Tim Ahearne

Personal information
- Born: 17 August 1885 Athea, Limerick, Ireland
- Died: 12 December 1968 (aged 83) Deposit, New York, USA

Sport
- Sport: Athletics
- Event: long jump / high jump
- Club: Athea

Medal record
Representing Great Britain
Olympic Games
| Gold medal – first place | 1908 London | Triple jump |

= Tim Ahearne =

Irish long and triple jumper

Timothy Joseph Ahearne (17 August 1885 – 12 December 1968) was an Irish track and field athlete who competed for the United Kingdom of Great Britain and Ireland in the 1908 Summer Olympics.

== Biography ==
Son of William Aherne, a farmer, and Margaret Aherne (née Shine), he was born in Dirreen, Athea, Limerick, and was the older brother of Dan Ahearn, the world record holder of the triple jump from 1911–1924.

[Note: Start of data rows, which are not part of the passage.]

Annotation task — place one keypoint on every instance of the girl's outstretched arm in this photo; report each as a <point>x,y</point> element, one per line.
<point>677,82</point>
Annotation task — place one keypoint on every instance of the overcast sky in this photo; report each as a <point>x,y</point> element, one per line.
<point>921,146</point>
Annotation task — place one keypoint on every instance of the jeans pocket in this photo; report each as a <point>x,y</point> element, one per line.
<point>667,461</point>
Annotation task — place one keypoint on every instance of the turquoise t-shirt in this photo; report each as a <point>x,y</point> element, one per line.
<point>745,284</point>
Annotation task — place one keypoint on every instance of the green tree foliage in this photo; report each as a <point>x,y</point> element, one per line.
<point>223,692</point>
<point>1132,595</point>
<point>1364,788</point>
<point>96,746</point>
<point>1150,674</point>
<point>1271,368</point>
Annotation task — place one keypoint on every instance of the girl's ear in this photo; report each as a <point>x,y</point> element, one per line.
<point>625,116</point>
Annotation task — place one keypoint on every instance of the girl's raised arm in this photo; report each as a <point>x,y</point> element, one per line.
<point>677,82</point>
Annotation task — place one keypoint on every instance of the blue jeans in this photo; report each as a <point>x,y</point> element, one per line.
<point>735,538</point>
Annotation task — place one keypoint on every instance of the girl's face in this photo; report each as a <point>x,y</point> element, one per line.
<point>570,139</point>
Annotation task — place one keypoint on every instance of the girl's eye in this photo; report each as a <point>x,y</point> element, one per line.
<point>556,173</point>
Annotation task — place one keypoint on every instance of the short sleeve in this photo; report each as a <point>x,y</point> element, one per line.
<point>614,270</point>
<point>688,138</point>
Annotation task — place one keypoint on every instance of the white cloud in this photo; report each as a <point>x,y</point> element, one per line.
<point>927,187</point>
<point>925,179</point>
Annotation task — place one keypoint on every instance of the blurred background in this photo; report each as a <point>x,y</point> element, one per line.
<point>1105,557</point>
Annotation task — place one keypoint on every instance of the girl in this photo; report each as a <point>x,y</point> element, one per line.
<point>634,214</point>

Ahearne won the gold medal in the triple jump at the 1908 Summer Olympics held in London while representing the United Kingdom of Great Britain and Ireland. He finished eighth in the long jump competition and also participated in the standing long jump event, but his result is unknown. In the 110 metre hurdles, where he was an Irish champion, he was eliminated in the semi-finals.

After his Olympic victory in 1908, Ahearne won the British AAA Championships title in the long jump event
at the 1909 AAA Championships.

Ahearne emigrated to New York in 1909 and joined the Irish American Athletic Club. He also competed for a time for the rival New York Athletic Club. Later in life, Ahearne raised "prize-winning" cattle on a farm in upstate New York. His current relatives live in America today.